1. Intake stroke: The first stroke of the internal combustion engine is also
known as the suction stroke because the piston moves to the maximum volume
position (downward direction in the cylinder). The inlet valve opens as a result
of piston movement, and the vaporized fuel mixture enters the combustion
chamber. The inlet valve closes at the end of this stroke.
2. Compression stroke: In this stroke, both valves are closed and the piston
starts its movement to the minimum volume position (upward direction in the
cylinder) and compresses the fuel mixture. During the compression process,
pressure, temperature and the density of the fuel mixture increases.

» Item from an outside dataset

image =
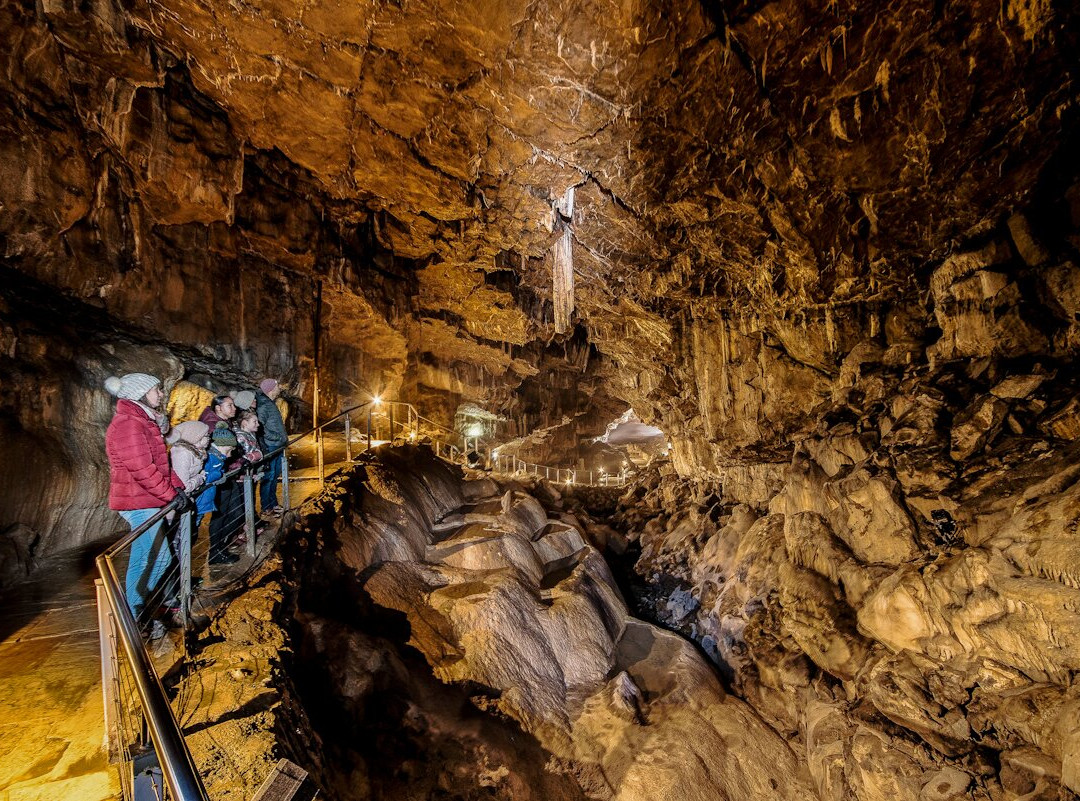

3. Power stroke: When the piston reaches the minimum volume position, the
spark plug ignites the fuel mixture and burns. The fuel produces power that is
transmitted to the crank shaft mechanism.
4. Exhaust stroke: In the end of the power stroke, the exhaust valve opens.
During this stroke, the piston starts its movement in the minimum volume
position. The open exhaust valve allows the exhaust gases to escape the
cylinder. At the end of this stroke, the exhaust valve closes, the inlet valve
opens, and the sequence repeats in the next cycle. Four-stroke engines require
two revolutions.
Many engines overlap these steps in time: Jet engines do all steps
simultaneously at different parts of the engines.
1.5 IC Engine – Cooling System
In the Combustion Chamber, the fuel along with air is burned to
produce thermal energy.
5
This thermal energy is converted into mechanical energy by the piston &
cylinder setup and utilized to run the vehicle. Not all the thermal energy that is
produced is converted to useful work. Some energy is absorbed by the piston &
cylinder which raises the heat of the engine. The heating of engine parts is not
desired as it will damage the engine parts and burn the lubricants. So, cooling
must be done.
Engines with higher efficiency have more energy leave as
mechanical motion and less as waste heat. Some waste heat is essential: it
guides heat through the engine, much as a water wheel works only if there is
some exit velocity (energy) in the waste water to carry it away and make room
for more water. Thus, all heat engines need cooling to operate. Cooling is also
needed because high temperatures damage engine materials and lubricants.
Internal-combustion engines burn fuel hotter than the melting temperature of
engine materials, and hot enough to set fire to lubricants. Engine cooling
removes energy fast enough to keep temperatures low so the engine can survive.
Air-cooled and liquid-cooled engines are both used commonly.
Each principle has advantages and disadvantages, and particular applications
may favour one over the other. For example, most cars and trucks use liquid-
cooled engines, while many small airplane and low-cost engines are air-cooled.
a) Air-Cooled Engine
Cars and trucks using direct air cooling uses atmospheric air to
remove the heat from the engine. Fins are used for increasing the area of
exposure of the engine to the flowing air. The air at very high velocity flows
over the surface of the fins and collects the heat and it gets exhausted back into
the atmosphere. This uses both the conduction and forced convection mode of
heat transfer.
6
Advantage: “AIR” is naturally available in atmosphere. So, the coolant is
cheap and abundant. It also eliminates the need for some complex circuits
to handle the coolant. Thus making the engine more compact in size and
light in weight.
Disadvantage: The machining of fin follows number of processes and it is
considered to be tedious process. The heat transfer rate is not stable and
changes with temperature and pressure.
b) Liquid-Cooled Engine
Liquid-Cooling is mostly employed in marine vehicles which uses sea
water to remove the heat from engine. In some cases, chemical coolants are also
employed (in closed systems) or they are mixed with seawater cooling.
Advantage: Heat transfer from the engine to the sea water is high.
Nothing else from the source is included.